Details



Externe links:

Justel
Reflex
Staatsblad pdf



Titel:

25 MEI 2011. - Ministerieel besluit tot wijziging van diverse bepalingen van het ministerieel besluit van 13 augustus 2009 betreffende de vaststelling van de modaliteiten tot instelling van een bedrijfstoeslagregeling en tot vaststelling van bepaalde steunregelingen voor landbouwers en tot toepassing van de randvoorwaarden



Inhoudstafel:


Art. 1-3



Deze tekst heeft de volgende tekst(en) gewijzigd:

2009035848 



Uitvoeringsbesluit(en):



Artikels:

Artikel 1. In het ministerieel besluit van 13 augustus 2009 betreffende de vaststelling van de modaliteiten tot instelling van een bedrijfstoeslagregeling en tot vaststelling van bepaalde steunregelingen voor landbouwers en tot toepassing van de randvoorwaarden wordt voor artikel 1, dat artikel 1/1 wordt, een nieuw artikel 1 ingevoegd, dat luidt als volgt :
  "Artikel 1. In dit besluit wordt verstaan onder :
  1° gronden met grassen in natuurbeheer : gronden met ruige grassen, grassen met aanwezigheid van mossen of andere weinig voedzame grassoorten, of ouder weidegras met een zekere graad van veronkruiding.
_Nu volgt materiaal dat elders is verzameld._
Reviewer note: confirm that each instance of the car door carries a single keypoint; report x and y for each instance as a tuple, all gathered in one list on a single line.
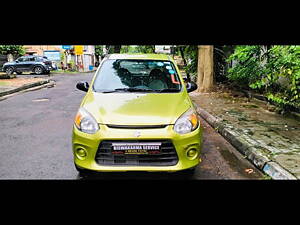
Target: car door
[(20, 63), (29, 63)]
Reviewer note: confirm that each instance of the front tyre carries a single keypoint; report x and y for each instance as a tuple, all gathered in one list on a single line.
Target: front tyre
[(9, 70), (38, 70)]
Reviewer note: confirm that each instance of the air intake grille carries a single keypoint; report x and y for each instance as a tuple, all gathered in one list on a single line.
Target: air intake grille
[(166, 157)]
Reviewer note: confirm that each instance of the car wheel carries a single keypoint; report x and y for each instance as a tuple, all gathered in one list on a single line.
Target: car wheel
[(9, 70), (38, 70)]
Het zijn altijd gronden die in gebruik zijn met een overeenkomst die beperkingen inhoudt voor het normaal landbouwkundig gebruik van het perceel. Die overeenkomst is altijd gesloten met een overheid, of met een vereniging of rechtspersoon die natuurbeheer of natuurbehoud als statutaire doelstelling heeft;
  2° gronden met heide in natuurbeheer : gronden die begroeid zijn met heide. Het zijn altijd gronden die in gebruik zijn met een overeenkomst die beperkingen inhoudt voor het normaal landbouwkundig gebruik van het perceel. Die overeenkomst is steeds gesloten met een overheid, of met een vereniging of rechtspersoon die natuurbeheer of natuurbehoud als statutaire doelstelling heeft;
  3° landschapselementen : elementen in het landschap, met name :
  a) poelen;
  b) houtkanten;
  c) hagen of heggen;
  d) bomenrijen;
  e) hoogstamboomgaarden;
  4° poel : een geïsoleerd watervlak in een natuurlijke laagte, in een uitgraving of in een geconstrueerd waterbekken dat het grootste deel van het jaar met water gevuld is, niet verbonden is met waterlopen en minstens 100 m2 beslaat ter hoogte van de normale hoogste waterstand;
  5° houtkant : een vrijstaande en uitgestrekte vegetatiestrook die bestaat uit struiken of uit bomen die geen doorkijk toelaten. Een houtkant neemt minstens een oppervlakte van 100 m2 in en is maximaal 10 meter breed. Een houtkant die op een verhoging ligt is een houtwal;
  6° haag of heg : een rij bomen of struiken die vlak naast elkaar zijn geplaatst en doorkijk en doorgang belemmeren. Een haag of heg is minstens 25 meter lang en overal minder dan 2 meter breed;
  7° bomenrij : een rij van bomen met een lengte van minstens 50 meter die bestaat uit minstens 4 bomen. De afstand tussen de stammen van twee opeenvolgende bomen bedraagt maximaal 40 meter;
  8° hoogstamboomgaard : een perceel landbouwgrond met hoogstambomen."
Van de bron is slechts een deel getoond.